Capgemini recently briefed NelsonHall on changes in its analytics and big data practice. The company has recently rebranded its business information management (BIM) global service line (GSL) as Insights & Data (I&D) and announced the availability in H2 2015 of its analytics platform, ‘Insights-as-a-Service’.
Background
In 2010 Capgemini created BIM as a GSL which, in Capgemini terms, means the service line crossed through different Capgemini units, namely Applications1, Applications2 and Sogeti. One of the main reasons for grouping together internal activities was not only to mutualize resources and personnel but also to accelerate its industrialization journey. As part of this industrialization initiative, BIM set up factories in India (NelsonHall estimates that I&D now has a headcount of 5k in India, up from 1.5k in 2010). As a result, BIM expanded from traditional short-term projects to longer framework agreements.
Service Portfolio Expansion
With the rise of big data in the past few years, BIM expanded its service offering during the 2010-2015 period. The unit initially offered data architecture warehousing and management, blueprinting, data analysis and performance reporting, and electronic file management, retrieval and collaboration portals.

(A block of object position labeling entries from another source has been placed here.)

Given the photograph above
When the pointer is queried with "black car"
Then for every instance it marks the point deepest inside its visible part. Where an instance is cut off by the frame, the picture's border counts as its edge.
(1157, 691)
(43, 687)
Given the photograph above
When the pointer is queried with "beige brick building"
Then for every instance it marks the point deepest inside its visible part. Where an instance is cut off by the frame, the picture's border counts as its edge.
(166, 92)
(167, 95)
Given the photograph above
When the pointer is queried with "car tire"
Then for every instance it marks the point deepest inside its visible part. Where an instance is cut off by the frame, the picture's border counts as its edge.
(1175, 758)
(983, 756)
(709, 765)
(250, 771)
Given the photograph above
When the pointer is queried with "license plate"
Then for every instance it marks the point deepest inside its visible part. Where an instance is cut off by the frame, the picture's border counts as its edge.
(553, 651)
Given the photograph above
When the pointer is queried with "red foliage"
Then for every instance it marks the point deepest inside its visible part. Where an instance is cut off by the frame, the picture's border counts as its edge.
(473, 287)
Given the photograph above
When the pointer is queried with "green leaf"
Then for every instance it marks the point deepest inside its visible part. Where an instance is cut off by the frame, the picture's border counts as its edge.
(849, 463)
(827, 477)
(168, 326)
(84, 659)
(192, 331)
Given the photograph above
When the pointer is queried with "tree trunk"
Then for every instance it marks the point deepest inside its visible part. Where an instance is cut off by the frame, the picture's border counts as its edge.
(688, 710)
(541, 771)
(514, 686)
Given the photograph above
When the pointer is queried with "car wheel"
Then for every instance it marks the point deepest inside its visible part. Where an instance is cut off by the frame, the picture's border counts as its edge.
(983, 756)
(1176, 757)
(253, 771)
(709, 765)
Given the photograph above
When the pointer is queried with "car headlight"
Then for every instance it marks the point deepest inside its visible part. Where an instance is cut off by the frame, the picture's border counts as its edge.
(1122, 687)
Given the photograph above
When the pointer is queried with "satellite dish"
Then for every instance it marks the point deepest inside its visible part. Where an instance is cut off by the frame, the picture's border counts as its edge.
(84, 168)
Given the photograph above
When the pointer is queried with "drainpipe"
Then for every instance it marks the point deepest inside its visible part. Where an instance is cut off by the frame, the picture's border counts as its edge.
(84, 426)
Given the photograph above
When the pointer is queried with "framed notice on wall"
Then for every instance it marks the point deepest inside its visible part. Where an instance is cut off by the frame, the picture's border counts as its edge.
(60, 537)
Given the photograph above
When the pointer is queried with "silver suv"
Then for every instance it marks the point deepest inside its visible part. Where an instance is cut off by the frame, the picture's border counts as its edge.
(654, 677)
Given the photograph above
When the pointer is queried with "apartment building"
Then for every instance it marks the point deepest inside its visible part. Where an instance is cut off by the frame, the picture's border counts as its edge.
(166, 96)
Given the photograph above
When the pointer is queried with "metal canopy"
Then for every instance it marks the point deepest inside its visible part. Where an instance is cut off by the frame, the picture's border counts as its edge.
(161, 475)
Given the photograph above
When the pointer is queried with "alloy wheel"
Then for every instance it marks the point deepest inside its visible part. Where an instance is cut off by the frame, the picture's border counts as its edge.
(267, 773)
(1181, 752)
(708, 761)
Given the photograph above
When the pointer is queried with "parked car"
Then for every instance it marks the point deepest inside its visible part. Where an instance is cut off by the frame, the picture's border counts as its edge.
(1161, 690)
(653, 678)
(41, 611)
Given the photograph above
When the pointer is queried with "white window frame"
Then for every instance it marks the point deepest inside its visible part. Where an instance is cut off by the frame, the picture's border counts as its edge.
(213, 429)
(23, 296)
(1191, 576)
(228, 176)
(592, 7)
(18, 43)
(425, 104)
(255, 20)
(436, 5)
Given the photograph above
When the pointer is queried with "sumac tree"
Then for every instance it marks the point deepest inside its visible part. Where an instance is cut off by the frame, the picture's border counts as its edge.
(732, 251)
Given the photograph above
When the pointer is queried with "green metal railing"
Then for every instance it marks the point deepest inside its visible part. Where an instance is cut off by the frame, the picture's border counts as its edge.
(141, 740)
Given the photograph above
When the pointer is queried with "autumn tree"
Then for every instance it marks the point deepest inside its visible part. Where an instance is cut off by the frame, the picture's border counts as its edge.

BIM expanded its services offering to MDM (in 2011) and in terms of partnerships, e.g. Fatwire (website analytics), Exalead (management, aggregation and interpretation of high volume) and SAP HANA. The practice also invested selectively in verticalizing its portfolio, an example being its smart analytics services for utilities (with Teradata and SAP) and for the U.S. retail sector (around SAP HANA). Finally, around big data, Capgemini partnered with two main organizations: Cloudera (which provides a distribution of Apache Hadoop) and Pivotal (a SaaS ISV provider of data, application development and analytics software).
Capgemini also acquired BI Consulting in the U.S. (Minneapolis) to fill a gap in its service portfolio (business intelligence and enterprise performance management around Oracle applications). In 2010, BI Consulting brought in revenues of ~$19m and had a headcount of 85.
One of the largest client contracts has been with Unilever, awarded in 2011 for three years, and renewed since then. Unilever was initially a F&A BPO client, which BIM was able to expand to BIM services, e.g. consolidating data warehouses and implementing new data mining and analytical tools.
Why the Change to Analytics & Insights?
Capgemini felt that clients now take for granted that their IT service vendors have capabilities around big data. Expertise in Apache Hadoop was no longer a differentiator. Also, Capgemini clients have gone beyond the proof-of-concept phase: Hadoop-related projects are becoming mainstream.
The company therefore wanted to position around new in-memory offerings, along with other priorities including:
- Consolidating its IP and accelerators, to systematically address automation gaps
- Increasing its sales focus and address businesses, as opposed to IT only
- Further expanding its focus from project services/framework agreements to a platform. This is where Insights-as-a-Service comes into play.
Insights-as-a-Service
The newly renamed Insights & Data (I&D) has created the Insights-as-a-Service platform around broad principles:
- Based on pay per use, rather than traditional T&M and fixed price
- Re-use as much as possible
- Based on a service catalog
- Automate as much as possible.
Insight-as-a-Service is currently being piloted and will be released in H2 2015. I&D wants it to address several key issues: large amounts of data (‘data flood’ and IoT), security and privacy, embedded analytics, provision via a service catalog, and monetizing data.
Insight-as-a-Service aims to provide semi-off-the-shelf services around key themes. For example, compliance analytics for banks (determining the level of adequate liquidity), and fraud management analytics for tax authorities.
Capgemini has yet to finalize the initial features of Insights-as-a-Service and announce its functionality roadmap. Several topics have to be further understood in terms of pricing details and model; for example, will Insights-as-a-Service be a platform with little customization, or have single-tenancy for each client with much more customization allowed? Another key question is whether Insights-as-a-Service will be a technology service only or if Capgemini will bundle it with BPO services over time.
However, the release of Insights-as-a-Service will be a step change for Capgemini, moving from project services and a set of IPs and accelerators, as well as verticalized solutions, into a more consistent approach to service industrialization and reusability. This is a welcome move in a fast-moving area.
This blog was written before the announcement of the planned acquisition of IGATE. NelsonHall will provide an update on the analytics capabilities brought by IGATE separately.